01-01-2014 | Original Article

Exome Sequencing Revealed Novel Germline Mutations in Chinese Peutz–Jeghers Syndrome Patients

Authors: Huan-Huan Wang, Na-Na Xie, Qi-Yuan Li, Yi-Qun Hu, Jian-Lin Ren, Bayasi Guleng

Published in: Digestive Diseases and Sciences | Issue 1/2014

Abstract

Background and Aims

Peutz–Jeghers Syndrome (PJS) is an autosomal dominant disorder which predisposes to the development of various cancers.
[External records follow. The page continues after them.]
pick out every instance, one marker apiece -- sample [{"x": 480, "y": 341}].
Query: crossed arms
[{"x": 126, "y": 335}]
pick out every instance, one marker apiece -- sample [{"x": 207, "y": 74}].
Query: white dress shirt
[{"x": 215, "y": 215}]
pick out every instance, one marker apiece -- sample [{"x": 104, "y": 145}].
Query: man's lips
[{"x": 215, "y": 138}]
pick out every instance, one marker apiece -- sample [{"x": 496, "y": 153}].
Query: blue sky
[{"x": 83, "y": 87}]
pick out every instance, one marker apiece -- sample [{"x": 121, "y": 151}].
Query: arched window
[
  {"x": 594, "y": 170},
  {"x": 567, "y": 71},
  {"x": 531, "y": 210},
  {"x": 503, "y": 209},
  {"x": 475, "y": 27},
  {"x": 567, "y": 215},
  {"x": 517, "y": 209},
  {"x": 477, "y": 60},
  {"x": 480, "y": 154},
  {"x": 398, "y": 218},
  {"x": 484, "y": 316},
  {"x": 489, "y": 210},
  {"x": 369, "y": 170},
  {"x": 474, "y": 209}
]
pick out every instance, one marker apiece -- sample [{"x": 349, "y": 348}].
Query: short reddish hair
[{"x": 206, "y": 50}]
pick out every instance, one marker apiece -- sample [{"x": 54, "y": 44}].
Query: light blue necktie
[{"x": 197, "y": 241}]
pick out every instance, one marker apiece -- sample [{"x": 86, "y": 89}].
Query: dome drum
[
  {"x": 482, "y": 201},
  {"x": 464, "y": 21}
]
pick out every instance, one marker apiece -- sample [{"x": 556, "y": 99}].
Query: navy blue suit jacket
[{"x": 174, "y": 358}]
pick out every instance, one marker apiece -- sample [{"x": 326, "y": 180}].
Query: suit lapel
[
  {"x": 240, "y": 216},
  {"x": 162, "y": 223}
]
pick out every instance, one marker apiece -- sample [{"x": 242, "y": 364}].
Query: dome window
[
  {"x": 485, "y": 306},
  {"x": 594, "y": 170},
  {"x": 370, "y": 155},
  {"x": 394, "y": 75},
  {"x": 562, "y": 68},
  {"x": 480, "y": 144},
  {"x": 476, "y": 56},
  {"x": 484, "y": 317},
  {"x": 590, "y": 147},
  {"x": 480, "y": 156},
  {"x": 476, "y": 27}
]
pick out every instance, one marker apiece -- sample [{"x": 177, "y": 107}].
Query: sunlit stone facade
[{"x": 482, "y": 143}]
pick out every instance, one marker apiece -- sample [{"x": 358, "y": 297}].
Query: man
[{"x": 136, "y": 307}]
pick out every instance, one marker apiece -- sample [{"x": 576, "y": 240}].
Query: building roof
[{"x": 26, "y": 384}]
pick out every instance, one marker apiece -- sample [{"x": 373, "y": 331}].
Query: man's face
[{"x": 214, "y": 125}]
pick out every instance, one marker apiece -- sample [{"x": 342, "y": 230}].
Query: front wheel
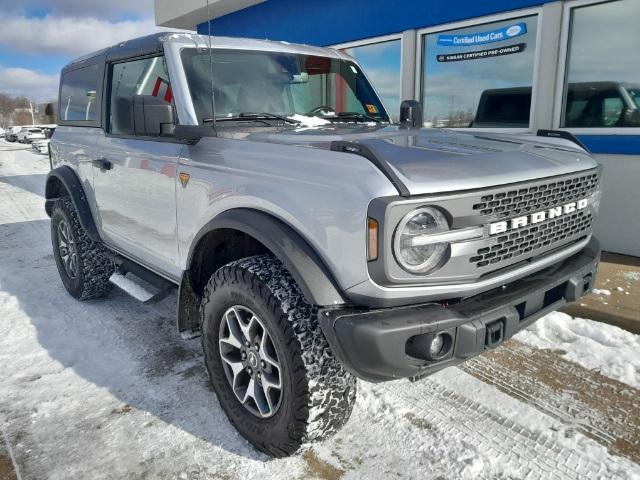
[{"x": 268, "y": 360}]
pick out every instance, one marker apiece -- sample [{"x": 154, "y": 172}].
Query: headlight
[{"x": 412, "y": 248}]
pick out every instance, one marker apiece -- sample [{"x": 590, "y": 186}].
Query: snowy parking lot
[{"x": 108, "y": 389}]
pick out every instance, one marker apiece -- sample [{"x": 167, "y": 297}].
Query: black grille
[
  {"x": 535, "y": 237},
  {"x": 520, "y": 201}
]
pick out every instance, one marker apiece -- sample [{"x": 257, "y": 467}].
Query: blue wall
[{"x": 327, "y": 22}]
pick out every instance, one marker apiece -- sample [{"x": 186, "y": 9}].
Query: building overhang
[{"x": 187, "y": 14}]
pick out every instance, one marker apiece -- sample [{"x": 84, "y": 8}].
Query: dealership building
[{"x": 490, "y": 65}]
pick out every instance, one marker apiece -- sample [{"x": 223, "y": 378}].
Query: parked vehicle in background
[
  {"x": 29, "y": 134},
  {"x": 12, "y": 134},
  {"x": 48, "y": 130},
  {"x": 589, "y": 104},
  {"x": 41, "y": 146},
  {"x": 312, "y": 241}
]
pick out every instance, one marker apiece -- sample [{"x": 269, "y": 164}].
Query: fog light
[
  {"x": 431, "y": 346},
  {"x": 436, "y": 347}
]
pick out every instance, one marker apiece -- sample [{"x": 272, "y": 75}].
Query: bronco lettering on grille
[{"x": 538, "y": 217}]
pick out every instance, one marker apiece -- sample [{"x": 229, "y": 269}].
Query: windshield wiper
[
  {"x": 248, "y": 116},
  {"x": 351, "y": 116}
]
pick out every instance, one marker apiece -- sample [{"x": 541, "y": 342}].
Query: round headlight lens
[{"x": 416, "y": 258}]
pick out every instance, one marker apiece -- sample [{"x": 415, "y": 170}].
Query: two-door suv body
[{"x": 312, "y": 240}]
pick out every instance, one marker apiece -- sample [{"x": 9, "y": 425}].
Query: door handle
[{"x": 102, "y": 164}]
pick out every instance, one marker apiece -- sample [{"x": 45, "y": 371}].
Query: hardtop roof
[{"x": 153, "y": 44}]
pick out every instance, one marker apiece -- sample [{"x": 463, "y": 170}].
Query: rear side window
[
  {"x": 78, "y": 94},
  {"x": 147, "y": 76}
]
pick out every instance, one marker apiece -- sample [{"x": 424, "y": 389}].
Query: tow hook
[{"x": 495, "y": 334}]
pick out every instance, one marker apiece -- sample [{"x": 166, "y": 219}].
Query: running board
[{"x": 142, "y": 284}]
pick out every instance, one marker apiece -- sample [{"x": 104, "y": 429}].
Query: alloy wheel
[{"x": 250, "y": 361}]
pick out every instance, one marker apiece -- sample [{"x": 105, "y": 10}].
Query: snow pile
[
  {"x": 310, "y": 121},
  {"x": 611, "y": 350},
  {"x": 632, "y": 276}
]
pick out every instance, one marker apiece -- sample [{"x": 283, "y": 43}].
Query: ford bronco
[{"x": 311, "y": 240}]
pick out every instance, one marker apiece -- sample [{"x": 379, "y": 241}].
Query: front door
[{"x": 135, "y": 177}]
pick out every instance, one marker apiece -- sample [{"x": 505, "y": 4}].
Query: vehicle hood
[{"x": 434, "y": 160}]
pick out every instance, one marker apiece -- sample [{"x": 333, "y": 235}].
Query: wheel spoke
[
  {"x": 264, "y": 352},
  {"x": 236, "y": 369},
  {"x": 250, "y": 361},
  {"x": 234, "y": 338},
  {"x": 262, "y": 400},
  {"x": 246, "y": 329}
]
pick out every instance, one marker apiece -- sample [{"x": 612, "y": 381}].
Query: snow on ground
[
  {"x": 107, "y": 389},
  {"x": 610, "y": 350},
  {"x": 632, "y": 276}
]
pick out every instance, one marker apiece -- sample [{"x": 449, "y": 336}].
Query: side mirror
[
  {"x": 410, "y": 114},
  {"x": 144, "y": 115},
  {"x": 193, "y": 133},
  {"x": 631, "y": 118},
  {"x": 153, "y": 116}
]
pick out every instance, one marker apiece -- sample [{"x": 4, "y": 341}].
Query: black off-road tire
[
  {"x": 94, "y": 267},
  {"x": 318, "y": 394}
]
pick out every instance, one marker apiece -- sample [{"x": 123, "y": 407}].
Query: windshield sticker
[
  {"x": 467, "y": 39},
  {"x": 493, "y": 52}
]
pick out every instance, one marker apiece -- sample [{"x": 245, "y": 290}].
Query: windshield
[
  {"x": 277, "y": 83},
  {"x": 635, "y": 96}
]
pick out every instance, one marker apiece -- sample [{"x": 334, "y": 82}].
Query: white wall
[{"x": 618, "y": 227}]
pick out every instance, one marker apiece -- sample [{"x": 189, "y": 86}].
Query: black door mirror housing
[
  {"x": 144, "y": 115},
  {"x": 153, "y": 116},
  {"x": 410, "y": 114}
]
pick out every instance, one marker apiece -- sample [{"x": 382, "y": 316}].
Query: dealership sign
[
  {"x": 493, "y": 52},
  {"x": 468, "y": 39}
]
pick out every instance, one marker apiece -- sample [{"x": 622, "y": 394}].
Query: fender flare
[
  {"x": 295, "y": 253},
  {"x": 73, "y": 186}
]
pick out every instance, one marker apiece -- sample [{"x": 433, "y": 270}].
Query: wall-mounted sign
[
  {"x": 498, "y": 35},
  {"x": 493, "y": 52}
]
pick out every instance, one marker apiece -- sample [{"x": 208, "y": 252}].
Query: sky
[{"x": 38, "y": 37}]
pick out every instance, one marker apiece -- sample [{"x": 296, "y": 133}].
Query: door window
[
  {"x": 78, "y": 94},
  {"x": 480, "y": 76},
  {"x": 148, "y": 76},
  {"x": 603, "y": 67},
  {"x": 382, "y": 64}
]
Germline mutation in the serine/threonine kinase 11 gene (STK11) is known as one of the major causes of PJS. However, a notable proportion of PJS samples do not carry any mutation in STK11, suggesting possible genetic heterogeneity in the disease and the existence of other causative variants.

Methods and Results

In order to identify other germline variants in the coding regions of the genome that are associated with PJS, we performed exome sequencing in three Chinese individuals with PJS and identified 16 common germline variants (12 protein-coding including STK11, 4 in pre-microRNAs). We further validated protein-coding variants in six PJS individuals (three with wild-type STK11) and predicted the functional impact. As result, we found that 7 coding variants are likely to have functional impacts. Especially, we identified 2 new germline variants which are represented in all six PJS samples and are independent of STK11 mutation.

Conclusions

Our study provided an exomic view of PJS. The germline variants identified in our analysis may help to resolve the complex genetic background of the disease and thus lead to the discovery of novel causative variants of PJS.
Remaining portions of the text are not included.